2. The Languorous Orgy: Imagined often by non-participants or experienced only while zonked on tranquilizers, the late night orgy became a happening - but only as long as it wasn't swamped by horny dudes ganging up on zonked virgin chicks (as in Riot on Sunset Strip), or bikers trashing the place.  The desert hook-up in Zabriskie seems to mutate out into a dozen other couples, horsing around, play wrestling and being otherwise in the moment and young and loose with Jerry Garcia lays out a nice relaxing solo, but must a scratchy affair itchy affair with so much dust and sand floating around. In Barbarella, physical contact and loose playful exploration of one another's touch -this seemed a new and rare experience to the older generation who had maybe not experienced it fantasized about its transformative effect coupled to the horror of the collapsing barriers of self (the equivalent today of hearing about 'bracelet' parties on Fox)--seemed surely abuzz in decadence, with tortures and glazed joyless faces of the stoned participants.

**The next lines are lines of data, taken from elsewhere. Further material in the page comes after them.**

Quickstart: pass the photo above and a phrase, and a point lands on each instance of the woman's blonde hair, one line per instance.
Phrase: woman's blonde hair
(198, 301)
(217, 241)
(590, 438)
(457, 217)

Those who experienced one or witnessed one knew the deadening effect it can have. There's no joy in it after awhile, only pain when its over or broken off from, like getting so used to a hot tub you don't feel it at all, only a terrible aching chill when you step out of it into the dry air. Stay in it long enough and you merge into the furniture, the walls (like the exiles in the Sogo Maze), and no one even notices you until suddenly you stir to get up and move positions and people freak out. Dude, you're still here? Especially if you're the newly sober roommate of the guy throwing the party, who pops out of his door at 4AM to pee, and trips over entwined bodies, as I was circa 1998.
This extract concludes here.